The DURAClone based assay was compared with the established analysing methods for the determination of CD45, CD34 and CD3 cells. The comparison methods estimated the CD34 count and the CD3 count in different tubes without considering the CD19 parameter. Therefore, WB before and after LA (mobilized donors: n = 40; mobilized patients: n = 28) as well as fresh LA products and LA products after cryopreservation (mobilized donors: n = 20; mobilized patient: n = 45) were tested. Further accuracy tests were done with a fluidic reagent panel of the same composition (CD45 FITC, CD34 PE, 7-AAD, CD3 PB, CD19 APC) like the pre-formulated dried tube with similar specimens (all cohorts: n = 28). The absolute counts and frequencies were statistically analyzed by regression analysis with an acceptance criterion of r2 = 0.95. The new method with the pre-formulated dried reagent panel as well as the fluidic panel were tested with reference material from national EQA (Instand e.V., Germany) for the CD34 enumeration and CD3 and CD19 enumeration.

Inter-operator-analysis

To determine the inter-operator variability of our assay, five samples (unstimulated/mobilized WB and LA) and five operators were examined. The samples measured and evaluated by operator A were considered as reference values. Operators B to G performed the re-gating on the measured data set (list mode analysis). The acceptance criteria were CV% ≤ 10% between the operator results.

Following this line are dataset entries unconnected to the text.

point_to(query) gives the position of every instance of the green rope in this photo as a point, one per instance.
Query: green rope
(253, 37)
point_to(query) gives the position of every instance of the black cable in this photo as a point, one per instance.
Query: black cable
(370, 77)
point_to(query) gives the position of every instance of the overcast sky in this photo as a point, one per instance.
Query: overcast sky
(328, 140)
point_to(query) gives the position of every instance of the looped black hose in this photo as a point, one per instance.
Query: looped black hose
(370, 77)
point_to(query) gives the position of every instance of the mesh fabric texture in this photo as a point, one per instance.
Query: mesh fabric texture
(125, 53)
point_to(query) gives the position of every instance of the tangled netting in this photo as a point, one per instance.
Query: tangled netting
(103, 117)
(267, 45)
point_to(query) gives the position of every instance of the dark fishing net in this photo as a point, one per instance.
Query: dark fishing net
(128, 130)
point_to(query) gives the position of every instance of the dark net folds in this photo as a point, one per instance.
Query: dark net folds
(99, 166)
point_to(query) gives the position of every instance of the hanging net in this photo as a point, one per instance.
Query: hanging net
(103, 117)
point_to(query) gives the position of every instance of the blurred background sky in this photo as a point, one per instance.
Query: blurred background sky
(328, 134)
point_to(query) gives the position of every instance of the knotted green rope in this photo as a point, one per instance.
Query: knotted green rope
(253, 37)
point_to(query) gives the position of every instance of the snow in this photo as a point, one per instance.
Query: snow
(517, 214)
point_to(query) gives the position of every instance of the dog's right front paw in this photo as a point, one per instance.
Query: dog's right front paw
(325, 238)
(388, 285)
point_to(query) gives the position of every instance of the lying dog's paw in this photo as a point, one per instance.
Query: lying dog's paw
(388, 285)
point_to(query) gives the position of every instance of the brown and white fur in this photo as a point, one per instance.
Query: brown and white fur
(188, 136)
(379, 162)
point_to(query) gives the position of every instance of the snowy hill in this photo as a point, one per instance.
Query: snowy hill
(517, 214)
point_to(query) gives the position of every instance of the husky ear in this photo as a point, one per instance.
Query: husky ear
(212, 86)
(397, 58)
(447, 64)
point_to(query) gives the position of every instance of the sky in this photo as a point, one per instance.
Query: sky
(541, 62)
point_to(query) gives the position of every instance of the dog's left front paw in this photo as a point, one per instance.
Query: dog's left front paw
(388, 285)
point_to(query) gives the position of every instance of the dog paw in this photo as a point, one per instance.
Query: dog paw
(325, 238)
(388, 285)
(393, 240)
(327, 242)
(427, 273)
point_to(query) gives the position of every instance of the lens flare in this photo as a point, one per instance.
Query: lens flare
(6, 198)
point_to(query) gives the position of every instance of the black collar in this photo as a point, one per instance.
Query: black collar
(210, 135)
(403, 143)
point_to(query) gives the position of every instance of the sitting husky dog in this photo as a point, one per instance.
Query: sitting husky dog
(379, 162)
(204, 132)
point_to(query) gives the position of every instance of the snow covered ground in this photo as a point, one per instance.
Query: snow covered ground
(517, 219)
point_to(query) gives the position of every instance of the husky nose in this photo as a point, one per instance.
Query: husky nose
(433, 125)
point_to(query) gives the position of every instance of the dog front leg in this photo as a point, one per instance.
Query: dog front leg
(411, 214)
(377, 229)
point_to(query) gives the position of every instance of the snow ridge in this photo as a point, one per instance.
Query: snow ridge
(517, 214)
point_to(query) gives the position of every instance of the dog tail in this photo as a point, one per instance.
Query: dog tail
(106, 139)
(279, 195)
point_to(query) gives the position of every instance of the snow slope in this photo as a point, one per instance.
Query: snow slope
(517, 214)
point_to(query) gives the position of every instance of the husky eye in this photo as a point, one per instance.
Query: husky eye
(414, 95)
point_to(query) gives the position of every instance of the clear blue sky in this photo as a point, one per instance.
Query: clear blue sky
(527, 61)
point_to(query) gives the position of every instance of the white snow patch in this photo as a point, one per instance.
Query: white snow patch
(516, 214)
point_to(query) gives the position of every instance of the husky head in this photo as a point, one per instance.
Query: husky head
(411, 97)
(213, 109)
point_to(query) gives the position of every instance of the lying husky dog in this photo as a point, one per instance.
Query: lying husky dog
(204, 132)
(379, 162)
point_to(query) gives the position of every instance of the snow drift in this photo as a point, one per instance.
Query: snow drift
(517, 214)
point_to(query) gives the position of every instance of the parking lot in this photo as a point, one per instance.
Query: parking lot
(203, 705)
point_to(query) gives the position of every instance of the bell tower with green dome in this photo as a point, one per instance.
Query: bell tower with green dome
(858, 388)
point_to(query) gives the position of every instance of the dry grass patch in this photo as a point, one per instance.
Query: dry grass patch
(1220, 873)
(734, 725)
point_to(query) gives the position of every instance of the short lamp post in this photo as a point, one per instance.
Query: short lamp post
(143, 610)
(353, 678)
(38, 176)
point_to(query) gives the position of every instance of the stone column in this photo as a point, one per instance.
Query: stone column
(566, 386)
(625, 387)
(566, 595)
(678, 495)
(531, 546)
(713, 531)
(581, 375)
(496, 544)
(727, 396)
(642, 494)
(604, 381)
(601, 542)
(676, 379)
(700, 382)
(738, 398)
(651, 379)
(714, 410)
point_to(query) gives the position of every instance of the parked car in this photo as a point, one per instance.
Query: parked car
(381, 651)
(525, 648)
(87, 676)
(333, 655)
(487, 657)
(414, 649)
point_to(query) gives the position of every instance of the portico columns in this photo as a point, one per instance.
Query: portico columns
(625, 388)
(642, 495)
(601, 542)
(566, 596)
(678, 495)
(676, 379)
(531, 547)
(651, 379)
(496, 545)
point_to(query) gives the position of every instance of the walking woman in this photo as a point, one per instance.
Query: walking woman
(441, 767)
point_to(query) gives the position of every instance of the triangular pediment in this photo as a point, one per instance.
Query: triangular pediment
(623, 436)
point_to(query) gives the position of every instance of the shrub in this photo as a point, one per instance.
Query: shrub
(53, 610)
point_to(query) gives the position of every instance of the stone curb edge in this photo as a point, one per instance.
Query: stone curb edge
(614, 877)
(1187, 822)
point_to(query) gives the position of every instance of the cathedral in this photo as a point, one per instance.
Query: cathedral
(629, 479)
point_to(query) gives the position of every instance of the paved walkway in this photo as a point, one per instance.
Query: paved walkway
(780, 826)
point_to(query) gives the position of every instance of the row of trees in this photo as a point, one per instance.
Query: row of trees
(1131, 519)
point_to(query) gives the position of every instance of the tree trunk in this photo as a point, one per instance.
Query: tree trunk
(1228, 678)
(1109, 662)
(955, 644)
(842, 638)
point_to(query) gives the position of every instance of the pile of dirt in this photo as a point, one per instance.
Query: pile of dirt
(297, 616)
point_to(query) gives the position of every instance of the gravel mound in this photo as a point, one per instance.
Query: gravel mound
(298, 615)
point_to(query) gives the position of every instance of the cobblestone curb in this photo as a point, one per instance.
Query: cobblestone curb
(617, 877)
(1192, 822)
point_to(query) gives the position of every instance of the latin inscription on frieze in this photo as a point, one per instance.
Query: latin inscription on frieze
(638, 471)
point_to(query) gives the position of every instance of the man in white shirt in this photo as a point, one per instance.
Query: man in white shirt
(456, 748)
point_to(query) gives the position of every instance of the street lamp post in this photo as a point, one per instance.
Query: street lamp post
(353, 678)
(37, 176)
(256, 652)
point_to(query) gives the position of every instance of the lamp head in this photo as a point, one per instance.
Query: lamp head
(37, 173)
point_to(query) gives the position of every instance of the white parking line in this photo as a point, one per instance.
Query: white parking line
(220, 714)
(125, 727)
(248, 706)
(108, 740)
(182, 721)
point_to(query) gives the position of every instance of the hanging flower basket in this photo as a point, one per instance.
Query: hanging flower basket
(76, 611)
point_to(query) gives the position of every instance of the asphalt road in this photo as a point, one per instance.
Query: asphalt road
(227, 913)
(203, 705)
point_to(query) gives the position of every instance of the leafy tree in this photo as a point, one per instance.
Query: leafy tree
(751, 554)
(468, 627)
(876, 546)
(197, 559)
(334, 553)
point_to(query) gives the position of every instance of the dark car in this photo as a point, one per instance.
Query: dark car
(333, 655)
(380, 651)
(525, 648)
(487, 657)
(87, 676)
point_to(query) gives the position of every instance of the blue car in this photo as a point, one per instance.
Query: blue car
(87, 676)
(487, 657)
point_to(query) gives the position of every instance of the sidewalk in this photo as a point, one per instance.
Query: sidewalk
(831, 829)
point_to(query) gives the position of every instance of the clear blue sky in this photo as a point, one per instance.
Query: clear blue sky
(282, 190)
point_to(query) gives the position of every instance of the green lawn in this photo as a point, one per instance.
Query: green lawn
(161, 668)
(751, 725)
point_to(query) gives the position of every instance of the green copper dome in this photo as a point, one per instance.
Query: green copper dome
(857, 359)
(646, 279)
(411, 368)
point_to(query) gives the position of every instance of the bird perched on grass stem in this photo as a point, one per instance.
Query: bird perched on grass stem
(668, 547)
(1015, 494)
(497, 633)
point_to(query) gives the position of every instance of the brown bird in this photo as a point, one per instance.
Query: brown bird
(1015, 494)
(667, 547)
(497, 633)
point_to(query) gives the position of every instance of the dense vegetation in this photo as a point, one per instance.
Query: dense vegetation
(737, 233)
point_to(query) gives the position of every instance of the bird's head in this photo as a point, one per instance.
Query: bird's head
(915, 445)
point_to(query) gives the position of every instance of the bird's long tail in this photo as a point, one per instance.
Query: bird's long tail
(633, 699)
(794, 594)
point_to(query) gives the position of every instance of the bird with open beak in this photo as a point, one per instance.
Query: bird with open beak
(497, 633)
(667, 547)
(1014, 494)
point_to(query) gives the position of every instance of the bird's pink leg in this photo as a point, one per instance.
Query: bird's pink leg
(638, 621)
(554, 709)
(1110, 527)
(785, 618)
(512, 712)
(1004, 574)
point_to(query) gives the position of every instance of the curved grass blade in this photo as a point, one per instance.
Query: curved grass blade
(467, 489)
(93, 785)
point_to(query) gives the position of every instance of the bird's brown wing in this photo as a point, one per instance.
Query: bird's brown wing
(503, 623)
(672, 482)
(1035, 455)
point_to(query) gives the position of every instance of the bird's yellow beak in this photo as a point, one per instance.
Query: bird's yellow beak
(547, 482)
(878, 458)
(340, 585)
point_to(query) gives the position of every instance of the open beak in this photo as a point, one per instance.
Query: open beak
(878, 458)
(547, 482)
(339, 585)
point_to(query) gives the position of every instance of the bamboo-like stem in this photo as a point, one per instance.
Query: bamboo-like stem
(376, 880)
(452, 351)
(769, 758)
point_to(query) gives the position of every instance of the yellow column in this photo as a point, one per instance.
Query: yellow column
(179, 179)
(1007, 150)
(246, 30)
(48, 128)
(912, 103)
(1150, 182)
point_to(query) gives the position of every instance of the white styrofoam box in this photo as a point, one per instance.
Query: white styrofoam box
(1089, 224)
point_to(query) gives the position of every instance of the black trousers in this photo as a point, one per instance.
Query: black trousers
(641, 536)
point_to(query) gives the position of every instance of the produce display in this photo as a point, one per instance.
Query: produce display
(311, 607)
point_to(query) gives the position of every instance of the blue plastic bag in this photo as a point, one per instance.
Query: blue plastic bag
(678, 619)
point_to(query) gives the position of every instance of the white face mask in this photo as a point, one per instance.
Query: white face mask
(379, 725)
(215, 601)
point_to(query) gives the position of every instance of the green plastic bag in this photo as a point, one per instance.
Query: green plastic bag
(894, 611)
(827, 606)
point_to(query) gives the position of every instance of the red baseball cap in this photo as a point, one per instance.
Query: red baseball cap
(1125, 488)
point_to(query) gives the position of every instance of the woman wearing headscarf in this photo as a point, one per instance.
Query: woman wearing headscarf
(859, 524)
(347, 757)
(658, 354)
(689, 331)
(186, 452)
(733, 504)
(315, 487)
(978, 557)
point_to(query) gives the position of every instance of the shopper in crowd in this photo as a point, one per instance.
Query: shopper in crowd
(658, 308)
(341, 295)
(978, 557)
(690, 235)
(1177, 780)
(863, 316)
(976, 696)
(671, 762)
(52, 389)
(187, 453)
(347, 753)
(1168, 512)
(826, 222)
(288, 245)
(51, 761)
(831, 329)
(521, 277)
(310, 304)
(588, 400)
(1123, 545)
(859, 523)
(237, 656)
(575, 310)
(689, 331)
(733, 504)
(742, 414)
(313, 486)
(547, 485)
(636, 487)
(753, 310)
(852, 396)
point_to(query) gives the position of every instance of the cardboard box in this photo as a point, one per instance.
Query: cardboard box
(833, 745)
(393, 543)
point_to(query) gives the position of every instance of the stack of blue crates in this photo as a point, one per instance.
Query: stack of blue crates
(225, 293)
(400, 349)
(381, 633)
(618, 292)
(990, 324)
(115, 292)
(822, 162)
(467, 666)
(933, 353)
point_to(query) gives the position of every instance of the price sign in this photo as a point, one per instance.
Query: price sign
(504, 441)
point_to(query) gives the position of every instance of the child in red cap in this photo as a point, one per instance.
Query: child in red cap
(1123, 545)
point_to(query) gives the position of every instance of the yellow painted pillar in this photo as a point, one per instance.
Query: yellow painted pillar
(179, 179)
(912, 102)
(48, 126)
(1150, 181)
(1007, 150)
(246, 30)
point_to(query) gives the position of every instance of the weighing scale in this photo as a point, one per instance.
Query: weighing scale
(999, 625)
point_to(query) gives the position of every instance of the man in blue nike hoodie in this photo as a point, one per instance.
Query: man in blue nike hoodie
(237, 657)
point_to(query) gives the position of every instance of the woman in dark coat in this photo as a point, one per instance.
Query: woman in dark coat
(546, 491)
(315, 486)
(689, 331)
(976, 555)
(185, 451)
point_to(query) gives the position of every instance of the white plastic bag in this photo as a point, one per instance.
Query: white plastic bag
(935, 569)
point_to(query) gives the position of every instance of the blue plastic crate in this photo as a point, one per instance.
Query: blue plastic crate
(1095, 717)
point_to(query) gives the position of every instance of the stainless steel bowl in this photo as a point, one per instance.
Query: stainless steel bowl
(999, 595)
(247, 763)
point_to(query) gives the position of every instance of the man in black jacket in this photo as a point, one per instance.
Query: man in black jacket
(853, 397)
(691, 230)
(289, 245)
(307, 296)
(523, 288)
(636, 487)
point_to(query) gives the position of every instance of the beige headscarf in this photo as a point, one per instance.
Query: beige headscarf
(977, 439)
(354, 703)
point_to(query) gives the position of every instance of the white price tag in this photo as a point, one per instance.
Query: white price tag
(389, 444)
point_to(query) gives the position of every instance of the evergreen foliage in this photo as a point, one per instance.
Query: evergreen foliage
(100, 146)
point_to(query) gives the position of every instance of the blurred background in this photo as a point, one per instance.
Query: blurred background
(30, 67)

Panel expansion: short validation design

Reference blood (CD Chex Plus, Streck Corporate, Nebraska) was used to pre-test the expanded panel combination for NK cells and NKT cells. Because of blood stabilization cells were permeable for the death marker so the gating strategy was adjusted and 7-AAD + cells were included also. The material with the reference values enables anytime the proof of accuracy of undiluted as well as diluted replicate measurement. Linearity was tested after serial dilution into five concentrations (dilution factor 1 to 64) as triplicates. Estimated cell concentration was compared with the expected values by the acceptance criteria r2 ≥ 0.95. The repeatability was tested with five prepared tubes, whereas the first tube was measured five times. The sensitivity for CD16+/CD56+/CD3 cells was measured by 1:128 dilution of the reference blood offered through the linearity approach.